On page 231 of The Elements of Statistical Learning AIC is defined as follows in (7.30)
Given a set of models $f_\alpha(x)$ indexed by a tuning parameter $\alpha$, denote by $\overline{err}(\alpha)$ and $d(\alpha)$ the training error and number parameters for each model. Then for a set of models we define
$$AIC(\alpha) = \overline{err}(\alpha) + 2 \cdot \frac{d(\alpha)}{N}\hat{\sigma_\epsilon}^2$$
Where $\overline{err}$, the training error, is $\frac{1}{N}\sum_{i=1}^NL(y_i,\hat{f}(x_i))$.
On the same page it is stated (7.29) that
For the logistic regression model, using the binomial log-likelihood, we have
$$AIC = -\frac{2}{N} \cdot \text{loglik} + 2 \cdot \frac{d}{N}$$
where "$\text{loglik}$" is the maximised log-likelihood.
The book also mentions that $\hat{\sigma_\epsilon}^2$ is an estimate of the noise variance, obtained from the mean-squared error of a low-bias model.
It is not clear to me how the first equation leads to the second in the case of logistic regression? In particular what happens to the $\hat{\sigma_\epsilon}^2$ term?

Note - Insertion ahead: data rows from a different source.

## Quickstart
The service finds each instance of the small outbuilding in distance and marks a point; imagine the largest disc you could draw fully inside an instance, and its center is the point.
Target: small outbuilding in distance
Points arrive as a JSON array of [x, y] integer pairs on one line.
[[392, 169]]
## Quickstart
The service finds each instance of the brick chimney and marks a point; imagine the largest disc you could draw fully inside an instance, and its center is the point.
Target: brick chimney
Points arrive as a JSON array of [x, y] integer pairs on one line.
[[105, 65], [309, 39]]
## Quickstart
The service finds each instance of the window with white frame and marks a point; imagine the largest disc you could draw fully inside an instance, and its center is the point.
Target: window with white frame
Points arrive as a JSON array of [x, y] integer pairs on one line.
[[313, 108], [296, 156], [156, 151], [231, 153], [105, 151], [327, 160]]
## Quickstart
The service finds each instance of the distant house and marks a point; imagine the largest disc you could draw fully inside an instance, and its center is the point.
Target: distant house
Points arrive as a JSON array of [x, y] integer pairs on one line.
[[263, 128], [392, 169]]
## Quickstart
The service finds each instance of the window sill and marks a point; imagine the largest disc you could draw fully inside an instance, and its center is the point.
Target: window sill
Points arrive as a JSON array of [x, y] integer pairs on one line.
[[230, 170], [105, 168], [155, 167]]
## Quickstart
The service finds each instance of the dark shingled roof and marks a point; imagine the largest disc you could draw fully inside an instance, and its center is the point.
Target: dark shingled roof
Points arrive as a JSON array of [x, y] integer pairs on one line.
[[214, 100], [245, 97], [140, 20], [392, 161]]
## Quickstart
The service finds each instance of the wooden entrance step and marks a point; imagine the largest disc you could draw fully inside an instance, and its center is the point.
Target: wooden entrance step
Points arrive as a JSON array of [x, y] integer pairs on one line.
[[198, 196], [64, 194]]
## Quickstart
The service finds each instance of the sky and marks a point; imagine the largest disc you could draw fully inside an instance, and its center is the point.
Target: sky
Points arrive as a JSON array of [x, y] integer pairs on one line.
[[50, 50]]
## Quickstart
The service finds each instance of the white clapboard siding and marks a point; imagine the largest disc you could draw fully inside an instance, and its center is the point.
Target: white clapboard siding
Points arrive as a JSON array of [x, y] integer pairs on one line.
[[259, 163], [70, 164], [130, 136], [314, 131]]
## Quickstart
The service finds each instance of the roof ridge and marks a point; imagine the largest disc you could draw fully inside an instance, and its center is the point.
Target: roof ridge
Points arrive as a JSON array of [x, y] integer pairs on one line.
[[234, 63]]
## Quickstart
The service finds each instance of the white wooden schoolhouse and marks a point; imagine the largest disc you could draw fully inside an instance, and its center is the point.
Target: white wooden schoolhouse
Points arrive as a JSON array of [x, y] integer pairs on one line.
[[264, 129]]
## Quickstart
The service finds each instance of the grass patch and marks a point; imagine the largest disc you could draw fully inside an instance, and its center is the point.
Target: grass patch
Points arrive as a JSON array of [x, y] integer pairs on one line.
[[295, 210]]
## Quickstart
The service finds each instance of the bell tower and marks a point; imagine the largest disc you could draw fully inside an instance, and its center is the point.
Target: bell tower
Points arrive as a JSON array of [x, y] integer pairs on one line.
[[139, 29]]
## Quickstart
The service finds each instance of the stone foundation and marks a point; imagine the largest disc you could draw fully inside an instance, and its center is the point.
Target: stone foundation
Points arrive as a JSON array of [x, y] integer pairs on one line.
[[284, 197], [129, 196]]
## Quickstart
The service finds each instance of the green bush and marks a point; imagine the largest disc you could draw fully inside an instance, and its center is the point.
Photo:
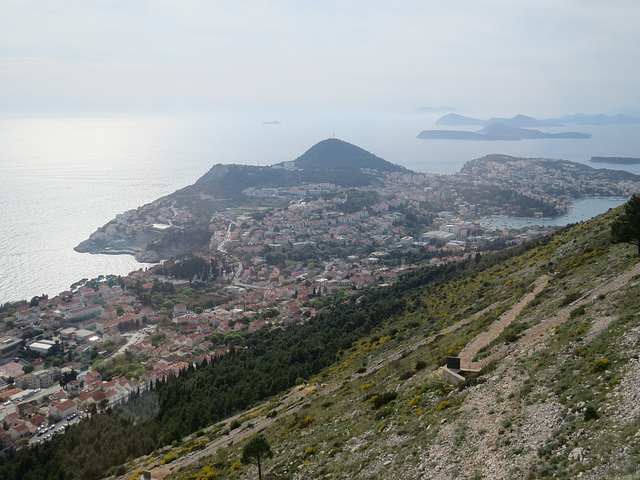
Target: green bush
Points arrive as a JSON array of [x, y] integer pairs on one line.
[[383, 399]]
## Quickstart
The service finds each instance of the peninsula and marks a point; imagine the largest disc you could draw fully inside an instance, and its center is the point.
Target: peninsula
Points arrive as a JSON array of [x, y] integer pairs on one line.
[[616, 160], [340, 199]]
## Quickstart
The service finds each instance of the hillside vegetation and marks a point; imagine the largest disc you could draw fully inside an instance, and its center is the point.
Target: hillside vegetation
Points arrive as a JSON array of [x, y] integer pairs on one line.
[[556, 396]]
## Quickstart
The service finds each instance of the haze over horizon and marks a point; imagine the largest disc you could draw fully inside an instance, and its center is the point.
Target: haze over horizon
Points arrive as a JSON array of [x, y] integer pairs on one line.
[[496, 57]]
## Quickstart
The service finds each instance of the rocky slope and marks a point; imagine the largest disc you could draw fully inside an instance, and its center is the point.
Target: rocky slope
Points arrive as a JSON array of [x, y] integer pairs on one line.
[[557, 396]]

Edit I found in a later example in the book (on page 241) the authors use AIC in an example and say
For misclassification error we used $\hat{\sigma_{\epsilon}}^2=[N/(N-d)] \cdot \overline{err}(\alpha)$ for the least restrictive model ...
This doesn't answer my question as it doesn't link the two aforementioned expressions of AIC, but it does seem to indicate that $\hat{\sigma_{\epsilon}}^2$ is not simply set to $1$ as stated in Demetri's answer.